Scanlon’s first project with Pixar was the more workmanlike Monsters University (2013), a prequel to an earlier hit. Too often of late, the 3D-animation giant has favored those easy follow-ups to its established brands, producing only four original works (compared with seven sequels or prequels) in the past decade. Onward is the kind of movie the studio should be focusing on: an inventive, sweet, and small-scale story that still shows off the usual Pixar hallmarks. There’s some nifty world-building, unabashed sentimentality, and a keen understanding of tone, with an ending alchemically designed to provoke tears from parents and kids alike.
That formula can get exhausting at times—the Pixar brand often seems a little too perfectly calibrated to push older viewers’ nostalgia buttons—but there’s no denying its effectiveness. Onward is informed by the ’80s aesthetic of tabletop games, minivans airbrushed with heavy-metal album-cover art, and cookie-cutter suburban life, along the lines of recent throwback hits such as Stranger Things. But while it’s grounded in a plot straight out of Amblin-era Spielberg, Onward wisely leans more on humor than drama to get its message across.

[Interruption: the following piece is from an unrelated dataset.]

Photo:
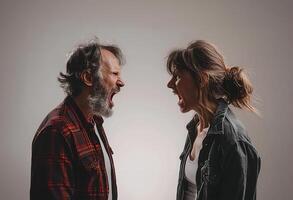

The script (by Scanlon, Jason Headley, and Keith Bunin) is set in a world that was once governed by magic and overrun with supernatural beasts. Though it’s still populated by elves, centaurs, flying pixies, and the like, it’s also now filled with modern conveniences, because the sorcery of old has been replaced by prosaic enchantments such as microwaves and internal combustion engines. Nestled in this middle-class Tolkienverse is Ian Lightfoot (voiced by Tom Holland), a gawky elvish high schooler with a confidence problem. Despite his blue skin and pointy ears, he’s a relatively stock awkward-teen character, unable to even work up the courage to invite his classmates over after school.

Far more winning is Barley (Chris Pratt), Ian’s screwup older brother who spends his days tooling around town in a minivan and participating in wizard-y role-playing games. His knowledge of the arcane comes in handy when the brothers try to resurrect their deceased father and end up accomplishing only half the spell, summoning a disembodied pair of legs. Their efforts to complete their task lead them on an adventure that would fit perfectly into any D&D volume, even though their trek includes updated twists, such as a search for gasoline and the transmogrification of a Cheeto into a lifeboat.
There’s power in the notion of a fantasy universe that has lost its edge, and Onward’s best jokes poke at that incongruity. In one sequence, the brothers travel to a dangerous tavern run by a monstrous manticore (Octavia Spencer), only to find that it’s been turned into a TGI Friday’s–esque establishment, where the owner (known as Corey) is most concerned with maintaining her karaoke machine. Given that Onward itself is a family-friendly project, the film thrives on these self-aware digs at Disneyfication; any good D&D mission should have a sense of real danger, so it’s worth pointing out how that’s missing from so much mainstream entertainment.
After a few side-quests, Onward settles on charting the development of its mismatched siblings. Both brothers are trying to figure out what it means to be an adult while wandering around with a father who has literally lost his head, and the climax revolves around the bond they’ve built in their shared adventure. Scanlon apparently anchored the story in his own life—he lost his father at a young age and played a lot of D&D—and that emotional investment pays off beautifully. I hope Onward is a huge success at the box office, but more than that, I hope Pixar turns away from sequel projects and creates more original works like this one.